Donc le Premier ministre ne serait pas le seul à donner des informations erronées à la population malienne !
Quatrième constat : l’Etat du Mali, le balayeur balayé
Le président de la République du Mali, M. Ibrahim Boubacar Keita, dans une ses allocutions au début de son mandait avait laissé entendre que « l’année 2014 serait placée sous le signe de la lutte contre la corruption. » L’état du Mali dans sa lutte contre la corruption, à contre-courant vient d’être épinglé par les institutions de Bretton Woods, particulièrement le FMI (Fonds Monétaire International). En représailles de l’opacité de l’acquisition du nouvel avion présidentiel et des contrats passés sans appel d’offres entre le gouvernement et des sociétés privées, le FMI a décidé de geler pour le compte du mois de juin le décaissement de ses fonds pour le Mali jusqu’au mois de septembre de 2014. Pis, le décaissement pour le mois de septembre prochain est conditionné à un audit préalable par les équipes du FMI d’après l’AFP (Agence France Presse) du 19 juin 2014.
D’apres Tiken Jah Fakoly, c’est le balayeur balayé.
Il ne faudra pas être expert en économie pour savoir qu’il était inopportun dans le temps, la forme et même la manière de l’acquisition de ce nouvel avion présidentiel. Notre pays sort d’une crise sociopolitique sans précédente, les caisses sont vides, l’Etat malien était est toujours sous perfusion internationale.
Conclusion
Cher M. Moussa Mara, Premier ministre et chef du gouvernement du Mali, l’appréciation d’un œil extérieur est souvent nécessaire dans le but d’une réflexion saine et objective.
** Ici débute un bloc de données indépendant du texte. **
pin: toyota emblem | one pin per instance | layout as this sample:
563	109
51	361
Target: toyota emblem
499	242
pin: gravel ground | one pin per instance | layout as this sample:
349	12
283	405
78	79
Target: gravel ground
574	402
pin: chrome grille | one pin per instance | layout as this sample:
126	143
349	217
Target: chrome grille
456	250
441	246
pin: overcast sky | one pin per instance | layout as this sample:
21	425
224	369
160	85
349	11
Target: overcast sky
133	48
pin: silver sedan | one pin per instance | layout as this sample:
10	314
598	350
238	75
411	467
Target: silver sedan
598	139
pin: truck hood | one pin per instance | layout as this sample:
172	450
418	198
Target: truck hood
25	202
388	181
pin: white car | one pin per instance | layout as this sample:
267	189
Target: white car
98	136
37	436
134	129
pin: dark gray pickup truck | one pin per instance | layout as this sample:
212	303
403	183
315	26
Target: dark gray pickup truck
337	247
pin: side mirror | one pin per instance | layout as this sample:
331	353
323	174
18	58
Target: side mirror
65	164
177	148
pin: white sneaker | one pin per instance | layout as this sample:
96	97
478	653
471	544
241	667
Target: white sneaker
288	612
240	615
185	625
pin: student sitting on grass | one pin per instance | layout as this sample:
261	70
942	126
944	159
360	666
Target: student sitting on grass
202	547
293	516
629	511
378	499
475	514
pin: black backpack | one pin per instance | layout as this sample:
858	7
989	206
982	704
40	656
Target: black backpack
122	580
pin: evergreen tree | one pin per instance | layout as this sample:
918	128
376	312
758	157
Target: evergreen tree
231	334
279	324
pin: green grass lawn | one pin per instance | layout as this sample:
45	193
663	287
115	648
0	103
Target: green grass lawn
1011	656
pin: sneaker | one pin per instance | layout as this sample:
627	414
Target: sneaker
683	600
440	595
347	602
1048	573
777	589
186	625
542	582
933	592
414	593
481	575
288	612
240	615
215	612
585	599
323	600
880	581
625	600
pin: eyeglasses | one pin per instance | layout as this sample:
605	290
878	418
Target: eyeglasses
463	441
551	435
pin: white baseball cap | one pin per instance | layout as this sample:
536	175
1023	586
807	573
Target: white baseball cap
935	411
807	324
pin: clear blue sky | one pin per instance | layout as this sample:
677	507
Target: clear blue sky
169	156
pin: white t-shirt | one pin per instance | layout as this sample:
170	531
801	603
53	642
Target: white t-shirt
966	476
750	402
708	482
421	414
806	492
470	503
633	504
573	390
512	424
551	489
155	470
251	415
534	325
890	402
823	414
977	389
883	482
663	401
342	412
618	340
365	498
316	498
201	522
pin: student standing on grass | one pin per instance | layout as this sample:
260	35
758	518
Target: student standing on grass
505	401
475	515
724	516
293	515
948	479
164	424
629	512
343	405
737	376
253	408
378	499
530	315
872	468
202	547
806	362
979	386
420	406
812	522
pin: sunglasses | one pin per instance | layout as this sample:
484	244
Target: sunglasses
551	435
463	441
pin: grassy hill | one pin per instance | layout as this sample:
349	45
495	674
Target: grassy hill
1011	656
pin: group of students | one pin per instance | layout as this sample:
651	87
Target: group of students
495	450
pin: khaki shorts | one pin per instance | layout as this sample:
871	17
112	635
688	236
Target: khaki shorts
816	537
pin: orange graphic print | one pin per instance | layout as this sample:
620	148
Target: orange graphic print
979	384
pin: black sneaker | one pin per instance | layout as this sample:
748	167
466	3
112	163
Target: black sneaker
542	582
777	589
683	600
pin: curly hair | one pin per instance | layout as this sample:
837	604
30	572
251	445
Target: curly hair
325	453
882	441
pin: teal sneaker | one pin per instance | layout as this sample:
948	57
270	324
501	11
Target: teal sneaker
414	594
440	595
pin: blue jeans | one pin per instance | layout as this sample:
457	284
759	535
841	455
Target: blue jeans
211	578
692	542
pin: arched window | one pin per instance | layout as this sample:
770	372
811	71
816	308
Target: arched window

N’étant pas membre du parti Yelema qui est le vôtre, ni d’aucun parti d’ailleurs, je me suis donné une obligation de dresser une petite réflexion objective couronner par mes modestes propositions.
En corollaire, je vous prie de tenir compte des points esquissés ci-dessus, notamment dans le deuxième et troisième constat. S’il s’avère qu’il y a eu des écarts involontaires ou volontaires dans votre conduite de fonction, je pense tout humblement qu’il sera mieux de présenter vos excuses à vos partisans et à la population malienne.
M. Moussa Mara, vous êtes arrivé à la tête de ce gouvernement politiquement clean, et il faudra ressortir comme vous êtes arrivé tout clean également.
Vous devriez vous souciez de votre avenir politique, car il sera trop tôt et de le laisser étancher par quoi que ce soit.
M. le Premier ministre, qui est-ce politique malien pendant ces deux dernières décennies qui n’a pas délibérément ou spontanément dire des propos fallacieux ? Reconnaître son erreur c’est également une grandeur, c’est aussi être un homme.
Vos critiques et suggestions sont les bienvenues.